Goro e Akira disfarçaram um leve rubor, o jovem detetive tirou alguns yens do
bolso e pagou pelos cafés. Depois fingiu limpar garganta e tentou parecer
polido e formal:
—Bom, Kurusu, obrigado pelo café. Ótimo como sempre. Ah, acho que
discutimos tudo que precisávamos sobre o plano. Então... nos vemos...
—Nos vemos por aí. — Akira completou rapidamente.
Goro fez uma rápida reverencia a eles e se despediu de Morgana e Ann
saindo para o ar frio do ambiente externo. Ann se sentou ao balcão e pediu um
espresso. Morgana saltou da bolsa e se colocou ao lado da garota. A jovem
modelo apoiou o cotovelo no balcão e o queixo sobre a mão e afinando os
olhos e um sorriso perguntou:
—Quem tomou a iniciativa no beijo? — A pergunta fez Akira derrubar o café e
quase queimar a mão. Quando olhou para eles, ambos estavam sorrindo.

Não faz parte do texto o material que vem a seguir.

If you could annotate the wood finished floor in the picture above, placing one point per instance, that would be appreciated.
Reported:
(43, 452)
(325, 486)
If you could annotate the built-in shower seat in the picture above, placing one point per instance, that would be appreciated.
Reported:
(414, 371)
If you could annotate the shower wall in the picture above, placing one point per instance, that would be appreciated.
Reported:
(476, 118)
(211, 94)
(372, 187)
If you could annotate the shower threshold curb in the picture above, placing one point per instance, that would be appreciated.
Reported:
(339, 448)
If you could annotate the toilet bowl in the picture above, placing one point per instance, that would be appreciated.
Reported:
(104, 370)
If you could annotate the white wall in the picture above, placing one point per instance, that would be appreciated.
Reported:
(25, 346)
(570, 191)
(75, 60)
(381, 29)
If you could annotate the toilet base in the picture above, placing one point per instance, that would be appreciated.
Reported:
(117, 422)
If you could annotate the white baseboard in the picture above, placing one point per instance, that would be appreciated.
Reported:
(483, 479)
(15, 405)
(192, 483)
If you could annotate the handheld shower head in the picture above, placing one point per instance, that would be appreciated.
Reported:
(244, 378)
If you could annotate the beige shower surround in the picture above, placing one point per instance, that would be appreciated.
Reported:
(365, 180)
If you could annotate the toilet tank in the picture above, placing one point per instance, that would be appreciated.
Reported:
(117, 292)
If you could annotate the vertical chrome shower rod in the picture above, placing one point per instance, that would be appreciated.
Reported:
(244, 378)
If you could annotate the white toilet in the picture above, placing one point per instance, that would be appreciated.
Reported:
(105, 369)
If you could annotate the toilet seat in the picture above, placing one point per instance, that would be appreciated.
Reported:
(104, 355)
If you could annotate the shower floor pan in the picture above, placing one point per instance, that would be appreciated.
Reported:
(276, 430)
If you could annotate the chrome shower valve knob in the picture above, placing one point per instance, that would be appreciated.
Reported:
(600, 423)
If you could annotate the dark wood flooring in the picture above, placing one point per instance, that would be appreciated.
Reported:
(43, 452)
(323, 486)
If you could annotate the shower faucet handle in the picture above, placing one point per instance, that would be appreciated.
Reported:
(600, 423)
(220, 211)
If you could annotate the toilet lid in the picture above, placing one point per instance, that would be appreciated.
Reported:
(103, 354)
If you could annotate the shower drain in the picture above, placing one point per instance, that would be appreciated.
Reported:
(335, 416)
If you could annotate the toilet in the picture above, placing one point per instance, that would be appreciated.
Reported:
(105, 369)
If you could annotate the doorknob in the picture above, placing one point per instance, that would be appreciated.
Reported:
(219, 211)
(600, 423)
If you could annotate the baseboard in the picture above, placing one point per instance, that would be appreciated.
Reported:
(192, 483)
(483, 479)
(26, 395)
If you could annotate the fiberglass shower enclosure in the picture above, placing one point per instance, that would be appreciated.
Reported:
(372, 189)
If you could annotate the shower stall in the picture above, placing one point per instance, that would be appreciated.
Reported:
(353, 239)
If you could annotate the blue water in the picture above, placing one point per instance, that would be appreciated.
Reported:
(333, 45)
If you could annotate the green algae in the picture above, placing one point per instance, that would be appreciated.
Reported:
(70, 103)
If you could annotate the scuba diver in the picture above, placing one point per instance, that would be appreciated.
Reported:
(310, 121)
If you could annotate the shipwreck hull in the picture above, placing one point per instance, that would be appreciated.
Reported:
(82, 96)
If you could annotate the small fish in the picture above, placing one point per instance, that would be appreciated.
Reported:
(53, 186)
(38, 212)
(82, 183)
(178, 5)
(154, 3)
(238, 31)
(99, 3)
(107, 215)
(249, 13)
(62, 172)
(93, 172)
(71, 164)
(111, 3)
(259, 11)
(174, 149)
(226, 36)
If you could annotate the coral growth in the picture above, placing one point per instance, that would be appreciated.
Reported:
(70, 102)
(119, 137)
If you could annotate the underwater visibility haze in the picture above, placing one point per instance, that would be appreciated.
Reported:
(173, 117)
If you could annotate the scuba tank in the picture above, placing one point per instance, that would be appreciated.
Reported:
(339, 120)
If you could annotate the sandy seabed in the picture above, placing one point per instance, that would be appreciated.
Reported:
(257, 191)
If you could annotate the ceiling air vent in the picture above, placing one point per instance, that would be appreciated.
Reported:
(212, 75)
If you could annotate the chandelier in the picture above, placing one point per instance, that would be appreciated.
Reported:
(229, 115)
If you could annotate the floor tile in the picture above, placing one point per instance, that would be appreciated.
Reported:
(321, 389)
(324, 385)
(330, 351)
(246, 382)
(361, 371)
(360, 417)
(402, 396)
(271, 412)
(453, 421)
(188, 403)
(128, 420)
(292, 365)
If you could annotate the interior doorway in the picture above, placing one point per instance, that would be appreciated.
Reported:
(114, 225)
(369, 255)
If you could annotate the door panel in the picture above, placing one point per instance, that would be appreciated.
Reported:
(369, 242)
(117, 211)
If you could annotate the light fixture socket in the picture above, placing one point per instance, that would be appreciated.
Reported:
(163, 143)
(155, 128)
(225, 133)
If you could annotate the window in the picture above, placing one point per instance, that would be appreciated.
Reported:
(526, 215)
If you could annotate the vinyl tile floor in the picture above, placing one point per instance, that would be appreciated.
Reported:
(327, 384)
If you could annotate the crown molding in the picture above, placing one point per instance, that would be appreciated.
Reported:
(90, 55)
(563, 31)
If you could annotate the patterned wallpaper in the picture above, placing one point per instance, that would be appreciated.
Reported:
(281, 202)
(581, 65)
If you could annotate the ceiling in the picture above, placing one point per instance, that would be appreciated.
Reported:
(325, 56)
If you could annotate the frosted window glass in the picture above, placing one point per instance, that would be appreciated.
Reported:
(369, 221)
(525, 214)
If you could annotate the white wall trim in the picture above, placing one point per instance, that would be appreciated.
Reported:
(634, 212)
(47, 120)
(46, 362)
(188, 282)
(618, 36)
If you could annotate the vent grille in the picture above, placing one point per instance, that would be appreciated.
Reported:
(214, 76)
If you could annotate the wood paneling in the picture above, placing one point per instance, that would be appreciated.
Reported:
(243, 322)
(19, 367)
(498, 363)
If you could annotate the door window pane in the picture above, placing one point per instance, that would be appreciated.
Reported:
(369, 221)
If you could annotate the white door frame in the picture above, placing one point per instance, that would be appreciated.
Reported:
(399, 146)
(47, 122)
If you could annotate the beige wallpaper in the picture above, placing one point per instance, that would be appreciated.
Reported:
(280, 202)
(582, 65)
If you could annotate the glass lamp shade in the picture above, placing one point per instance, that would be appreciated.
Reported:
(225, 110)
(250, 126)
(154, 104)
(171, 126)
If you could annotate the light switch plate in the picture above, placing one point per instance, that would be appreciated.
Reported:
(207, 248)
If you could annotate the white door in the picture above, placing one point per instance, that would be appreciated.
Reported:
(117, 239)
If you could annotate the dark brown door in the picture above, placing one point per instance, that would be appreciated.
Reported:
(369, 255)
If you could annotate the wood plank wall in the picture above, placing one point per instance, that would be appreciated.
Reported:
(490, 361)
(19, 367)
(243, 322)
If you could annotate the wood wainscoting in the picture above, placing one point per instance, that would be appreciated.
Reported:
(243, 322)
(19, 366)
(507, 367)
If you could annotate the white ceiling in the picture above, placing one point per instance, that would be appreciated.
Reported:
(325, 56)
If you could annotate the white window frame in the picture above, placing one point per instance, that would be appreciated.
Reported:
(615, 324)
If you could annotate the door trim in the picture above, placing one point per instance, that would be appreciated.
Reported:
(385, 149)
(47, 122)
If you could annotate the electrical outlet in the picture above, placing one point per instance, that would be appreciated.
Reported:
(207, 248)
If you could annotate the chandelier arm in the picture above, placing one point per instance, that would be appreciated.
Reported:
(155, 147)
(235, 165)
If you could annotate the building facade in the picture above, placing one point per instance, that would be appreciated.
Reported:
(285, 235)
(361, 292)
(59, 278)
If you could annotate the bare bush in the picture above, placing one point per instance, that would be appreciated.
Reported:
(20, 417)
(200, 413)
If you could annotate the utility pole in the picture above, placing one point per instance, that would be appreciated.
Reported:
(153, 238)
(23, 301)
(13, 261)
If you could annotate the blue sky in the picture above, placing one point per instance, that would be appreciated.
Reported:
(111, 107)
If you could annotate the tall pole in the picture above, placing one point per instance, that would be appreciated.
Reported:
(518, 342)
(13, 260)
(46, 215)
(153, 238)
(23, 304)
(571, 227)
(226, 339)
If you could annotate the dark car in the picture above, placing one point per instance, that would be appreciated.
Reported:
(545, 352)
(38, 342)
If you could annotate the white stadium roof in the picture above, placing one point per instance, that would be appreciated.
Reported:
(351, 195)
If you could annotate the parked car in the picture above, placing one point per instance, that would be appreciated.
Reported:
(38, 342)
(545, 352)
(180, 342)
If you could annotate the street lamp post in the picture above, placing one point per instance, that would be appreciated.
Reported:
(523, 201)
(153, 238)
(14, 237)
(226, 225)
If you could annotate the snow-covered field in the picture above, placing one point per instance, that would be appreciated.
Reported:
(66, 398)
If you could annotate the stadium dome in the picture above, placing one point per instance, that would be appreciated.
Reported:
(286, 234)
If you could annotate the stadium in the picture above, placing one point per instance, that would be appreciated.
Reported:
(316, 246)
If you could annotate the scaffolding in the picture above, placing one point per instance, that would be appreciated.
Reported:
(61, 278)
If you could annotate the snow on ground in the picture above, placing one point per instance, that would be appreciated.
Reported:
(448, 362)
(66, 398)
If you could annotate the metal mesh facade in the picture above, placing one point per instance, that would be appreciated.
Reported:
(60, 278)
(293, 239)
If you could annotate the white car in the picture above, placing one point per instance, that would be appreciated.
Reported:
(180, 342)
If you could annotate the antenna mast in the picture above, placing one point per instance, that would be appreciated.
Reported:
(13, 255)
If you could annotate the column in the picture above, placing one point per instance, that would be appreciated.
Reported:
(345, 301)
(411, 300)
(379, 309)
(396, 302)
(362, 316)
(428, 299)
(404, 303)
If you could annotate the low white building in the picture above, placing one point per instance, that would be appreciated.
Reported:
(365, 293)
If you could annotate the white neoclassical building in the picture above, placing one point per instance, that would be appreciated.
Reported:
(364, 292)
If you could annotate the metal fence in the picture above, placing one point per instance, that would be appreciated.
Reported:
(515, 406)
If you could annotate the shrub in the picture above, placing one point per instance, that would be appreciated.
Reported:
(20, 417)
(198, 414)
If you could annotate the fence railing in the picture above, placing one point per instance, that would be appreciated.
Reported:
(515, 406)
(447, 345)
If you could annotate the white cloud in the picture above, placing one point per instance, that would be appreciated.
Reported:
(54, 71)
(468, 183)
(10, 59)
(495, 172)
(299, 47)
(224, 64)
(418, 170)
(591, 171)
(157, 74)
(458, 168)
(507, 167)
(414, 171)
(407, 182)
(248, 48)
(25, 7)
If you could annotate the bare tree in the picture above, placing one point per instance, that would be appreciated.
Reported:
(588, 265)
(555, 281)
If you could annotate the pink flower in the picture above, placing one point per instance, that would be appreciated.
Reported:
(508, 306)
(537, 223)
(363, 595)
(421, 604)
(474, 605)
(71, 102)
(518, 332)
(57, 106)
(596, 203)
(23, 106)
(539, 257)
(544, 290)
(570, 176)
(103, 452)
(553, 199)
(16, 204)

As ruas estavam desertas como sempre eram nesse horário em Yogen-Jaya.
Ele olhou uma última vez para o Leblanc e sentiu o cheiro do café amadeirado.
À medida que se distanciava, o odor ficava mais longe na memória, assim
como a imagem das mechas negras que dançavam como a fumaça do
espresso. Goro se permitiu tocar de leve os lábios e sorrir.